Artist, illustrator, and designer now based in Oxfordshire working in a variety of media from spray paint to digital. We’ve always been a massive fan of Phill Blake and his luscious lipped women. His work has graced many a street in Digbeth and donned various walls in various clubs and bars across the city.
His latest direction takes a refreshing twist of Arts and Crafts and on the Art Nouveau movement reminiscent of works by Alphonse Mucha where the female form is entwined with nature. He is also going back to basics with traditional print and pattern work that takes inspiration from the work of William Morris.
Do you find your environment has an impact on your work?
Yes it has an impact on everything, we adapt to our environment, or we adapt the environment to us, I prefer the first, since moving to the countryside my work has changed, like my studio has got loads smaller so I’ve adapted to that, I’m surrounded now by nature so it can’t help but creep in to the work because its what I see around me, I’ve gone from being on an estate surrounded by flats and now I am surrounded by wildlife! It’s really quiet where I live so no distractions whereas before there was full on distractions and out here there are no other options but to get on with more work its a lot greener than grey!
Small canvases or painting bricks and mortar, which do you prefer?
It’s seasonal, I’m happiest outdoors on bricks and mortar when the temperature is right. I love to paint walls but I don’t like the cold. I like to use lots of different mediums so small canvases are good. I also like to paint on wood. I like to work mixed media on paper. Anything!
Big canvases are what I like to paint best but I can’t really do that because of space and storage, I’ve only got a small studio space and it’s inside my house so I can’t use spray paint, plus larger canvases are harder to shift.
How did you get into painting portraits? And what attributes do you look for when selecting the subjects to paint?
I wouldn’t really say it is portraiture, I look to use characters in my work as a representation of nature as a whole rather than capturing an individual person, which traditional portraiture does. I ‘ve always had an emphasis on character-based stuff in all of my work, when I started to paint on the street I wanted to bring that into it. Also painting with artist N4T4 who paints lots of beautiful women, lots of people like it, it appeals to everyone, not alienating people and not criminal connotations. At the time it differentiated us from other artists who were painting male characters or just massive lettering pieces. It is a male dominated scene so it is good to portray a powerful positive female image in a masculine culture.
It can be very difficult for me to select subjects for me to paint, when I look back through my old paintings all the shit ones are where I have not put enough scrutiny into my initial editing of reference materials and I always look back and think they are terrible paintings.
Usually if I see images, I get them from everywhere, magazines, insta, the internet, books, I’ll put into a folder on my computer an then I’ll narrow it down and get rid of most of them, other times I just see things and know straight away it will work, sometimes I just see an image and it will spark something in my mind! sometimes I just have an idea and then I go looking for reference to support the idea, I would really like to shoot my own models but I don’t have the time or the resources to do that at the moment. If I’m looking for attributes I look for what I consider to be extreme beauty like nature’s being perfectly manifested in a visual representation if that makes sense.

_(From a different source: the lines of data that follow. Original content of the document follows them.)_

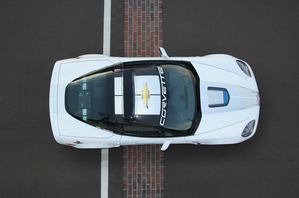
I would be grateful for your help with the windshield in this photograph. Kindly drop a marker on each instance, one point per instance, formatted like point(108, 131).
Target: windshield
point(179, 102)
point(90, 98)
point(163, 95)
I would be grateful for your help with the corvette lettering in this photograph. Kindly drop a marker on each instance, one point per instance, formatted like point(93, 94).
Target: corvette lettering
point(164, 98)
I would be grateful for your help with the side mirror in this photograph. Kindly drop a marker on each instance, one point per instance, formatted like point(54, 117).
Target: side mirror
point(166, 145)
point(163, 53)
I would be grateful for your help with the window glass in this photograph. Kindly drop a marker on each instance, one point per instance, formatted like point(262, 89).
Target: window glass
point(90, 99)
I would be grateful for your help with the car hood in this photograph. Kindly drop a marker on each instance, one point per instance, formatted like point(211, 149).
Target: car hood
point(240, 99)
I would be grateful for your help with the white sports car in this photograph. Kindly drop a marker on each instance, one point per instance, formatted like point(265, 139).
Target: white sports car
point(98, 101)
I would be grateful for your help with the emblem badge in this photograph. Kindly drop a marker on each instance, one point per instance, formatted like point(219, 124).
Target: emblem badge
point(145, 95)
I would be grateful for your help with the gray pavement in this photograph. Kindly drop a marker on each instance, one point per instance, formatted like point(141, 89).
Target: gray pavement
point(34, 34)
point(265, 34)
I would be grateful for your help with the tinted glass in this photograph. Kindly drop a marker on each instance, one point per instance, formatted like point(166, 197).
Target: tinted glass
point(90, 99)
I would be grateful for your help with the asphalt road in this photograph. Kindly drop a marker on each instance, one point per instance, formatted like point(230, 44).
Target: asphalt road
point(265, 34)
point(34, 34)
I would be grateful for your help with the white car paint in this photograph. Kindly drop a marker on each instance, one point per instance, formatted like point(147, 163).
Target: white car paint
point(217, 126)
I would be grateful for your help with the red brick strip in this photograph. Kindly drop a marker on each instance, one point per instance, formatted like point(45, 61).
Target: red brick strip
point(143, 171)
point(142, 28)
point(143, 166)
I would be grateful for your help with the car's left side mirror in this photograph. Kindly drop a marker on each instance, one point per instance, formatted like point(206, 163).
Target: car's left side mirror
point(163, 53)
point(166, 145)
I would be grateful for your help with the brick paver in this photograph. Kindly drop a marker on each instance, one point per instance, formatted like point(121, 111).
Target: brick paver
point(143, 171)
point(142, 28)
point(143, 165)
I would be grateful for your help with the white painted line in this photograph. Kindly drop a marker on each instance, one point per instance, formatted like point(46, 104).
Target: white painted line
point(104, 173)
point(106, 51)
point(107, 27)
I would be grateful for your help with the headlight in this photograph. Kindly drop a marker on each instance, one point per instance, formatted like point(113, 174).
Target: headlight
point(248, 129)
point(243, 66)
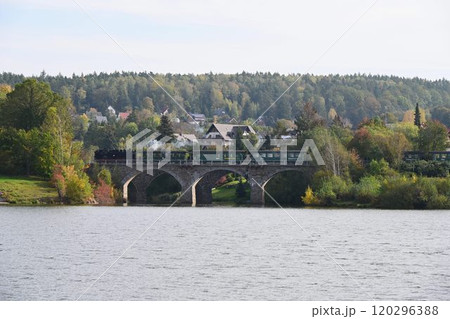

We have seen shows run in Bristol and London but are yet to see you exhibit work on this scale in Birmingham? What do you put that down to?
I would love to do a show in Brum but have never been asked. My exhibitions have come from me being approached, plus Bristol and London have ok representation for street artists and illustrators and more low brow art than what I can see happening in Birmingham, There is art and street art and Graffiti happening in Birmingham but no one is taking advantage of showcasing the crossover between it all in a gallery or exhibition setting. In other words no one is putting on shows in Birmingham anymore.
Where do you look for inspiration?
The woods, the internet, books, people watching, other artists, music in general, i look within my own mind and memories. Anywhere but the TV!
We have recently seen a collaboration with BabMag favourites Plume for their Tabula Rasa exhibition, how important is it for artists to collaborate with others?
It is quite important because it means you have some limitations and boundaries and that makes you think creatively with how you are going to work with that person, you’re also going to come out with something that neither of you would have alone so it is like a third mind kind of thing steering you in a different direction, it’s also good to just communicate with other artists and creative people especially if you spend most of the time alone working in your own bubble. I really enjoyed doing the Plume colab because it was digital photography which led me to do digital painting for a fine art purpose rather than just for illustration or design and now I’ve gone on to do further fine art works in digital media.
What are your plans for 2016? Any upcoming shows or projects that you can shine some light on?
I don’t plan things I just let things emerge, every time i plan things they never work out anyway, I like seeing what the universe has got in store for me! But I hope to improve as an artist.